The issue of retention is not exclusive to LGBT professors, according to Ellis.

"Retaining people we hire is a constant issue every institution faces," Ellis said. "Our hires are going to be competitive for other positions all the time."

New hires are first acclimated to campus through their academic department, and the Office of Institutional Diversity and Equity also offers support group programs, Ellis said. These are geared to help faculty members develop relationships and create another community outside their academic departments based on common experiences.

The LGBT group, led by Misener, has been one of the most active employee networks in recent memory, according to Ellis. The group's membership typically ranges from ten to 25 members at any given time and serves as an important resource for the LGBT community on campus.

The group will be led by Misener until she leaves the College in 2013, and Ellis said they are currently looking for a replacement leader.

Other College faculty members have also engaged in efforts to address issues facing gay and lesbian professors.

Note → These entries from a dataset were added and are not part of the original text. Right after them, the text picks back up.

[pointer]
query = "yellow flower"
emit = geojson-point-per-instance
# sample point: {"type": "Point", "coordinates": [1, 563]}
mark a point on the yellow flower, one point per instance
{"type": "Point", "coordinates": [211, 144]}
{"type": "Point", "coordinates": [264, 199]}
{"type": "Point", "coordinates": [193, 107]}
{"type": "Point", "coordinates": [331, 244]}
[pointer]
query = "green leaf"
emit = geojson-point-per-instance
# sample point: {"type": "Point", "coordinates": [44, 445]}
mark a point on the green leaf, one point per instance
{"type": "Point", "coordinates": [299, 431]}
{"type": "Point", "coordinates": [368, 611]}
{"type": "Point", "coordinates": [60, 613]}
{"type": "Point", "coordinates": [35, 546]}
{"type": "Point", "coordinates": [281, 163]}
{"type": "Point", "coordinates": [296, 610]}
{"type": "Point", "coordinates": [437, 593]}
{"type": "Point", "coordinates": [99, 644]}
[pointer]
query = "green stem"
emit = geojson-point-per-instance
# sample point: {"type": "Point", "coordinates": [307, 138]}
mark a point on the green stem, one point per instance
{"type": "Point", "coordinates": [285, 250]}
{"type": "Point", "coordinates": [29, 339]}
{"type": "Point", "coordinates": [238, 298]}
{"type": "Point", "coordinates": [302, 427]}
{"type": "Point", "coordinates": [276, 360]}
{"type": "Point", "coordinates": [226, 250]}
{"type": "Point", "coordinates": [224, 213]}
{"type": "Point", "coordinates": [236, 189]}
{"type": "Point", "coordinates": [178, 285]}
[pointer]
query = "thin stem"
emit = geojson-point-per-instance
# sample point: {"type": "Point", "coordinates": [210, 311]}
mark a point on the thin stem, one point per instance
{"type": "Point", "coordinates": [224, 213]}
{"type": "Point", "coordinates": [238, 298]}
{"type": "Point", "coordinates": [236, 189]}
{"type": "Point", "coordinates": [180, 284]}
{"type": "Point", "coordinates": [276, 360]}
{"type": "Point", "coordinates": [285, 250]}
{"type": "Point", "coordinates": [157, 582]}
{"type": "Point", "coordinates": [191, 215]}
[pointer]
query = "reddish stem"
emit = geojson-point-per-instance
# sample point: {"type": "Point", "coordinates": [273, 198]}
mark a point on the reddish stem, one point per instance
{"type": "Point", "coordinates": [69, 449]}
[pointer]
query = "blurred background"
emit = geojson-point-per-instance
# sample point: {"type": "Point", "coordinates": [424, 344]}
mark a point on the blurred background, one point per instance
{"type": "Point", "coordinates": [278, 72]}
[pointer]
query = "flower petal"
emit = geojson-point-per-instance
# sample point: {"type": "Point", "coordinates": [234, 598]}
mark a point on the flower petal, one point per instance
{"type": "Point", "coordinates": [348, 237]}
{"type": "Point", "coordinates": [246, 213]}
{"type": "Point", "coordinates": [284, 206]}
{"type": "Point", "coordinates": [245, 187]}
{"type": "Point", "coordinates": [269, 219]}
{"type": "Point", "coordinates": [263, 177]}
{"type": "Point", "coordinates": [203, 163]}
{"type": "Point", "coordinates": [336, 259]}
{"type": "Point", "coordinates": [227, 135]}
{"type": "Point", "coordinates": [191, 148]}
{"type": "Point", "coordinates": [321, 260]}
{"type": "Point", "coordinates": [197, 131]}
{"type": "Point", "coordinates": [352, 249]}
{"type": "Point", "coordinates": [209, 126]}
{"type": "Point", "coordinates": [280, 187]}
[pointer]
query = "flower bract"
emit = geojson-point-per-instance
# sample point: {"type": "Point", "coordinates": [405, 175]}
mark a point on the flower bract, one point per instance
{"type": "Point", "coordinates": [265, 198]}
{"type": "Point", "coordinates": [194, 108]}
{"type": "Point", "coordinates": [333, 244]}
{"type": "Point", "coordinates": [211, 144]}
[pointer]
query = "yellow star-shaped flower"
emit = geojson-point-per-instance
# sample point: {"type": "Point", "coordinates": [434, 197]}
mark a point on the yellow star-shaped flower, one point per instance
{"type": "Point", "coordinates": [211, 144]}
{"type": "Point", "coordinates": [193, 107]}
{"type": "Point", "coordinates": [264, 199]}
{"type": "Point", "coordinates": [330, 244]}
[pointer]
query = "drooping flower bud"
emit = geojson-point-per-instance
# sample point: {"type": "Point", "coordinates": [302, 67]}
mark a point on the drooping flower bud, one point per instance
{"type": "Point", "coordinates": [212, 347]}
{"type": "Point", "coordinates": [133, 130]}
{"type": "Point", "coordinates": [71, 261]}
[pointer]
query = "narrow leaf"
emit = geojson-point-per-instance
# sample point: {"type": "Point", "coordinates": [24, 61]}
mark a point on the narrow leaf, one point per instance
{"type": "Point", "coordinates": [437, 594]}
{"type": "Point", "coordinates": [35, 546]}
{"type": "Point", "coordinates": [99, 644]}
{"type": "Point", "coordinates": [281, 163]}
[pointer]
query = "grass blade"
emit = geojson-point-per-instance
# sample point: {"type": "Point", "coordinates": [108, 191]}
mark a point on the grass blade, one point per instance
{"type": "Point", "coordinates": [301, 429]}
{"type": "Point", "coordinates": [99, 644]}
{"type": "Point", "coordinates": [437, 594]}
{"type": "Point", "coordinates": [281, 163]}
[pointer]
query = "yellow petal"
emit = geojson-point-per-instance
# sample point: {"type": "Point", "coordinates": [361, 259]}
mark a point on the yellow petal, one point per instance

Religion professor Susan Ackerman said she was part of a faculty coalition that addressed LGBT concerns in the 1990s. The group worked with the College administration to allow LGBT faculty to place their partners on the College's health insurance policy, which previously only provided coverage for married couples.

They also secured gym membership and library benefits for the partners of gay faculty and convinced United Way, a beneficiary of the College's charitable work, to curtail its support for the Boy Scouts of America, which bars openly gay members, Ackerman said. LGBT STUDIES

Recent efforts to raise the profile of LGBT studies on campus mark an opportunity to increase discussion of LGBTQA culture at the College, which was been previously led by just a few faculty members.

"[LGBT studies] has waxed and waned because, with the exception of [Bronski], nobody else is hired explicitly to teach it," Ackerman said. "It depends on who is on the faculty at any given time and what they're interested in."

In 1996 and 1998, Ackerman co-taught an introduction to LGBT studies course with history professor Annelise Orleck as a college course, she said. This designation means that the course is separate from any department or program. Because college courses can only be funded twice, they struggled to secure long-term funding for the class, Ackerman said. Bronski said he has been teaching the course since joining the WGST department in 2000.

The WGST program is currently seeking approval to hire a full-time tenure-track professor who specializes in LGBT studies, according to department professor Ivy Schweitzer.

"That would strengthen and make prominent that position and its role in the curriculum," Schweitzer said. "That's a really big step."

During her time as chair, Schweitzer encouraged WGST faculty teaching core courses to incorporate LGBT authors into their syllabi. In October 2009, Schweitzer chaired a panel targeted at LGBT alumni and the WGST programs to discuss the advancements made in queer theory and the program's own progress in prioritizing the field.

Bronski said that there exists an assumption that the "burden of teaching" LGBT studies and knowledge falls upon openly gay and lesbian faculty.

"LGBT material transcends across all academic departments," Bronski said. "In the long run, I think we need to train all academic areas to teach their material in a more inclusive manner."

Bronski said that this call for change is not exclusive to Dartmouth, but includes all higher of higher education.

"We all need to think bigger and conceptualize how other academic fields can be more inclusive," he said. "Having more openly gay faculty is also one way of doing this. It's a new way of thinking holistically about things."

Thompson and Misener did not respond to requests for comment by press time.

Staff writer Daniel Bornstein contributed reporting to this article.